How the government shutdown is a teachable moment for Republicans

teachablemoment

I’m not sure where the original quip was made, but the House Republican strategy of advancing “mini-CRs” was described last week as an attempt to fund whatever program Huffington Post had splashed across their front page at the time. The logic behind the quip, and to some substantive extent the actual GOP mindset, is that whatever deleterious effect the mainstream press is hammering Republicans on; pass a funding bill.

This may be another conservative Renault moment. In a tough political situation, the GOP is responding to the consequences of their actions by pretending they only just discovered people are hurting as a result. Sure, it’s an exercise in spinning the fact that you chose to immiserate large swaths of the American people (shut down the government) in an effort to…immiserate large swaths of the American people (repeal, defund, delay the ACA with no alternative).

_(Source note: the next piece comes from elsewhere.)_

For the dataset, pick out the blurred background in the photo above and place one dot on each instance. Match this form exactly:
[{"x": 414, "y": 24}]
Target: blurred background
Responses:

It also appears that the seemingly faux-umbrage about this immiseration includes not acknowledging sequestration-related votes that in some cases (i.e, NIH) is actually worse in the long run. Whether or not these mini-CRs work as effective counter-messaging is debatable, but given that we’re ‘here’ anyway let’s suss at least one implication for Republicans funding programs in this manner.

First, though, it’s important to remember that a government shutdown doesn’t effect all spending — just the discretionary portion. Programs in the budget that are mandatory, like much of the critical national security infrastructure, Medicare, Medicaid, and the Affordable Care Act are left untouched. Yet even some sections funded on the discretionary side are considered “essential,” and thus continue to operate (even if the employees working aren’t getting paid). Mike Konczal has noted as well that even those areas that aren’t considered essential are in fact pretty important.

So here’s the question: If defunding popular/helpful discretionary programs is incredibly unpopular and damaging to vulnerable people, what kind of reaction should Republicans expect for additional massive cuts in mandatory spending? Would they expect an outpouring of…shrugs? Yawns?

Here are some additional follow-up questions in asking “What should Republicans expect if…”;

…they passed $5 trillion in non-defense budget cuts over the next ten years

…they cut $4.6 billion in spending

…they repealed the Affordable Care Act (presumably after implementation)

…they block-granted Medicaid with $2.6 trillion in cuts and left 14-21 million low-income Americans without access to health care

…they cut food stamps (SNAP) by $135 billion and food assistance for some 8-9 million Americans

…they reduced spending by $300 billion in budget areas that fund SSI for the elderly and disabled, school lunch programs and childhood nutrition, the EITC and Child Tax credits

These are important questions considering the events of last week because House Republicans have actually voted for these spending changes. The 2014 version of Rep. Paul Ryan’s “Path to Prosperity” budget, overwhelmingly heralded by conservatives, includes all of these cuts according to the Center for Budget and Policy Priorities. The list above doesn’t even touch the incredibly regressive nature of tax changes, Medicare reforms, or damage to the economy implicated by the Ryan plan.

So what is the answer? The reaction to such a large absence of funding would probably be something similar to what we’re seeing now, except a whole lot worse. In theory this should be a teachable moment for conservative politicians who support these mini-CRs. At some point the government will reopen, the debt limit will be raised, and another round of budgetary negotiations will begin. At that moment, if House Republicans were really interested in effective governance, they could look back to this period of unrest and realize that such draconian spending goals are politically unworkable.